Magnesium is another nutrient in Almonds. There are many benefits to magnesium including the promotion of bone strength, nerve and muscle function, and blood sugar control. Plus magnesium deficiency can result in blood pressure problems. It keeps you feeling younger, and slows the physical effects of aging. The tie between magnesium and blood sugar control is a key benefit for anyone at risk of type 2 diabetes.
While on the topic of diabetes, the monounsaturated fat that is so prevalent in almonds also helps promote insulin sensitivity.
We’ve listed some awesome benefits from eating almonds, but there is another major benefit. Almonds are a great source of protein. Protein will send a signal to your brain saying you are full, stop cravings, and help you eat less. The protein in almonds makes this snack a perfect choice when trying to manage your weight.
If you’re in a time pinch you can buy almond milk, but for a healthier option make your own. Store bought almond milk will have additives. Silk® Alomndmilk contains almond milk (filtered water, almonds), sea salt, locust bean gum, sunflower lecithin, gellan gum, and natural flavor.
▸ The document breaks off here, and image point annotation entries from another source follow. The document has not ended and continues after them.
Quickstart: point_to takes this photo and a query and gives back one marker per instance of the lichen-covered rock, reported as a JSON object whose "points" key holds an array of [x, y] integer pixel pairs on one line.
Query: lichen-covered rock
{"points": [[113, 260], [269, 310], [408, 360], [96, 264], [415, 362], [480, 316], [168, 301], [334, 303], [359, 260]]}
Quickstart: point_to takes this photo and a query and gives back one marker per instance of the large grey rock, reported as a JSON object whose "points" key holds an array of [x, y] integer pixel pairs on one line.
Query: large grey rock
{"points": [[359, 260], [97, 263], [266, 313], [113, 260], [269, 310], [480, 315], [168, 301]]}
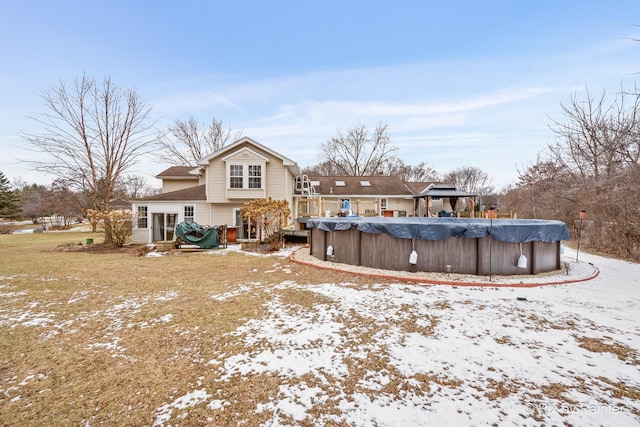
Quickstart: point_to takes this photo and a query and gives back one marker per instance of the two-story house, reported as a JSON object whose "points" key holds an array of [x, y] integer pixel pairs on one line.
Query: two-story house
{"points": [[213, 192]]}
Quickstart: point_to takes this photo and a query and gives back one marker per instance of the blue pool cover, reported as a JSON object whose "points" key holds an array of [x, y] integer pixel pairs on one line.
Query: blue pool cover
{"points": [[506, 230]]}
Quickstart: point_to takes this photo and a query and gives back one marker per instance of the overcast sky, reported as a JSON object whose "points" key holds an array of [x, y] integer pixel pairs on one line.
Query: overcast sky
{"points": [[466, 83]]}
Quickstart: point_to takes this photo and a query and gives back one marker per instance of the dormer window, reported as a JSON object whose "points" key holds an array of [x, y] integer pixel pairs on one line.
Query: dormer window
{"points": [[235, 176], [255, 176], [243, 176]]}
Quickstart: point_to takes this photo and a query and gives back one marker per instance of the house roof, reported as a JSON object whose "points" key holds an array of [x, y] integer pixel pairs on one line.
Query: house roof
{"points": [[378, 185], [178, 172], [195, 193], [288, 163]]}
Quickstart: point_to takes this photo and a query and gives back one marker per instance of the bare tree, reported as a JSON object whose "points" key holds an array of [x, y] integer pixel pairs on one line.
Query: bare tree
{"points": [[597, 139], [185, 142], [357, 153], [470, 179], [92, 133]]}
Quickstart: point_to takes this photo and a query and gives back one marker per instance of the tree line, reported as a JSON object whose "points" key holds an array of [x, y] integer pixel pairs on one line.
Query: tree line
{"points": [[592, 166]]}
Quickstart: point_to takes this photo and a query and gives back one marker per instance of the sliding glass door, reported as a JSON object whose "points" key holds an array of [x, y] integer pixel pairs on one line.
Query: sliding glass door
{"points": [[164, 225]]}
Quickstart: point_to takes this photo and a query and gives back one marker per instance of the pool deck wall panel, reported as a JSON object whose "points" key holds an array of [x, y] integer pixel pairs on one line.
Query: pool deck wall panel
{"points": [[465, 255]]}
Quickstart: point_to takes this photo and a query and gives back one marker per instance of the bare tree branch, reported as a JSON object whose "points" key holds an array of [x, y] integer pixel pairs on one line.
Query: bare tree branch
{"points": [[91, 134], [185, 142], [356, 153]]}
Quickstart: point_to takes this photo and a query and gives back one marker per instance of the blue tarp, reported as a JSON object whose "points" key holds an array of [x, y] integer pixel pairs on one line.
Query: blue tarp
{"points": [[506, 230]]}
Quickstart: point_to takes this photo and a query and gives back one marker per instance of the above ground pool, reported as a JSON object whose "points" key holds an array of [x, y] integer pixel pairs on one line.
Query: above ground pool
{"points": [[449, 245]]}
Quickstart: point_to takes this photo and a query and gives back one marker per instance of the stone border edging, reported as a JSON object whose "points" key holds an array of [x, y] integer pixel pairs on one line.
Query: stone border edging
{"points": [[417, 280]]}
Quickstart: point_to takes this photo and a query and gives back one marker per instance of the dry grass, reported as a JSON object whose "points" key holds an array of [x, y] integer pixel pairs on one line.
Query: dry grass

That’s a lot of additives that you don’t need. Almond milk is pretty easy to make and it’s always good when you have total control over what goes into your foods.
- Soak 1cup of almonds for 24-48 hours in water. After you’ve let them soak, drain the water and give them a quick rinse. In the image below you’ll notice the difference between normal almond and soaked almonds. This will help produce the nutrient filled milk that you will squeeze out of the almonds in step 6.
- Combine the almonds with 2 cups of water in a blender.
- Blend at the highest speed for 2 minutes. The almonds should be paste like. The finer it is blended, the more nutrients you will get in your milk.
- Put a cheesecloth or nut milk bag over a bowl or jug large enough for you to fill it with the contents of the blender.
- Pour all of the almond paste from the blender into the nut milk bag, or onto the cheesecloth.
- Gather up the sides of the cheesecloth to enclose the almond paste (or gather the nut milk bag). Press all the almond milk from the almond paste through the cheesecloth or bag. It will strain the liquid into the bowl and leave you with almond pulp in the bag or cheesecloth.
- If you prefer sweeter milk, use natural sweeteners like stevia or honey. Congratulations, you have made almond milk. Refrigerate it and enjoy!
Don’t throw out the left over almond pulp. Almond pulp can be used to make flour, spreads, dough, and more. If you don’t have time to use it right away, you can freeze it and save it for later.